2. I find that men (as high as trees) will write
Dialogue-wise; yet no man doth them slight
For writing so. Indeed, if they abuse
Truth, cursed be they, and the craft they use
To that intent; but yet let truth be free
To make her sallies upon thee and me,
Which way it pleases God: for who knows how,
Better than he that taught us first to plow,
To guide our minds and pens for his design?
And he makes base things usher in divine.

3. I find that Holy Writ, in many places,
Hath semblance with this method, where the cases
Do call for one thing to set forth another:

Use it I may then, and yet nothing smother

Truth's golden beams; nay, by this method may
Make it cast forth its rays as light as day.

And now, before I do put up my pen, I'll shew the profits of my book, and then Commit both thee and it unto that hand

That pulls the strong down, and makes weak ones stand.

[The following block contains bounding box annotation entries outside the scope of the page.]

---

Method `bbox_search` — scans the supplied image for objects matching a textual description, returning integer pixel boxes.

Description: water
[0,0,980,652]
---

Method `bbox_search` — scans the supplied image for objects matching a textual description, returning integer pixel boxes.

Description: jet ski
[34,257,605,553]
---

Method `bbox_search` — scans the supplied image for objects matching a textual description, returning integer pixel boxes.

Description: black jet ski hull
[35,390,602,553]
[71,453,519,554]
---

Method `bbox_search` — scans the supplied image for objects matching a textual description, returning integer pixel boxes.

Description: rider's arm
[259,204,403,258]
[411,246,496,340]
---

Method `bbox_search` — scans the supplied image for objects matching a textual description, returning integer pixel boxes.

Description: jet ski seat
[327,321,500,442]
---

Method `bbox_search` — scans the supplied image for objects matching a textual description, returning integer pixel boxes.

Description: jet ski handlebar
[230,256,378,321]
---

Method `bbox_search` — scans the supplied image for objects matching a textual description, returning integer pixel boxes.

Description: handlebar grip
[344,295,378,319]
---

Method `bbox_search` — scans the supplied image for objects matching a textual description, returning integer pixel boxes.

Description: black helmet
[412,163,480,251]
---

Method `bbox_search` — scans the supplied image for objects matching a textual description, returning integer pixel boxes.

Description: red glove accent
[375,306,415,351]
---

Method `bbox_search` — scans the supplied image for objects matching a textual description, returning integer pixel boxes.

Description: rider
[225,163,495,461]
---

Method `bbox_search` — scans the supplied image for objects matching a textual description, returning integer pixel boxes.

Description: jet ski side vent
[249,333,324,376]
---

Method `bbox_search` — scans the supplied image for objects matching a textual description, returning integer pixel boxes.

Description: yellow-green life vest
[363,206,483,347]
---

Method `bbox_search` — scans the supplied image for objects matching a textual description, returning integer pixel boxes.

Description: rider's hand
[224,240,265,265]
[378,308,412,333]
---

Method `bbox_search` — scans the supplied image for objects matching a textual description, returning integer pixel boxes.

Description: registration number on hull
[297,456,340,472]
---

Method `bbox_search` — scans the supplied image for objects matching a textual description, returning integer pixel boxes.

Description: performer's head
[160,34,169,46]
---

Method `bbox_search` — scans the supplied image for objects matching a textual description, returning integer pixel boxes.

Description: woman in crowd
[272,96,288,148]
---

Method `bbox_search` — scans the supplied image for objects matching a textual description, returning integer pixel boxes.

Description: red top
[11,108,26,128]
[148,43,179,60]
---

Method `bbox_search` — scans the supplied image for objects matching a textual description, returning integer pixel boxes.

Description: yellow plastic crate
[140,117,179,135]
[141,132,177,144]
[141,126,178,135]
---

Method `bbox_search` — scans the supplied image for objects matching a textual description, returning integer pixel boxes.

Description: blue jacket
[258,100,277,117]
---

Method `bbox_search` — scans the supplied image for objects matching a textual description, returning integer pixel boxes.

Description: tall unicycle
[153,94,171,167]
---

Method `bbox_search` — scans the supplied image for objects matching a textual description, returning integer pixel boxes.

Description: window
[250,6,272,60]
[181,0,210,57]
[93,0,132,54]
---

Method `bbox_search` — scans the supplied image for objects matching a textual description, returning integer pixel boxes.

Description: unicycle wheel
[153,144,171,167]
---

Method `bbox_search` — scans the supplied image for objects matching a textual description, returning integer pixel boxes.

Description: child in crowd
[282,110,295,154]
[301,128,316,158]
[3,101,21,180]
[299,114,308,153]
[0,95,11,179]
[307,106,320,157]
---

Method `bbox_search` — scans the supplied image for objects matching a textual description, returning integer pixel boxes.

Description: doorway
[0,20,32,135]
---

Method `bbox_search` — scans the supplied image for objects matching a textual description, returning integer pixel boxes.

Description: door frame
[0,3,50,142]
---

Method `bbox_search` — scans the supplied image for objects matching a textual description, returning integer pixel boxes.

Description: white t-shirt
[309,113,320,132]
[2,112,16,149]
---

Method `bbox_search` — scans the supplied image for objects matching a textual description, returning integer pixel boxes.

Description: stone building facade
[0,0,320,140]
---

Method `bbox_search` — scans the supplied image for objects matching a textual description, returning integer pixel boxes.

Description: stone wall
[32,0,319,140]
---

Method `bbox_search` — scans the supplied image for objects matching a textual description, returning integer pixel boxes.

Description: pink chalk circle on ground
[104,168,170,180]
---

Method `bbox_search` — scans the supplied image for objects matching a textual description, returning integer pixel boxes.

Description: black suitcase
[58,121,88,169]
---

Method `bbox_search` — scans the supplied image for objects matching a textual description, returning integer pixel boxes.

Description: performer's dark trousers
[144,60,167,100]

This book, it chalketh out before thine eyes
The man that seeks the everlasting prize :
It shews you whence he comes, whither he goes;
What he leaves undone; also what he does;
It also shews you how he runs and runs
Till he unto the gate of glory comes.

It shews too, who set out for life amain,
As if the lasting crown they would obtain :
Heré also you may see the reason why
They lose their labour, and like fools do die.

This book will make a traveller of thee,
If by its counsel thou wilt ruled be;
It will direct thee to the Holy Land,
If thou wilt its directions understand:
Yea, it will make the slothful active be;
The blind also delightful things to see.

Art thou for something rare and profitable?
Wouldest thou see a truth within a fable?
Art thou forgetful? Wouldest thou remember
From new-year's day to the last of December?
Then read my fancies, they will stick like burs,
And may be to the helpless comforters.

This book is writ in such a dialect
As may the minds of listless men affect:
It seems a novelty, and yet contains

Nothing but sound and honest gospel-strains.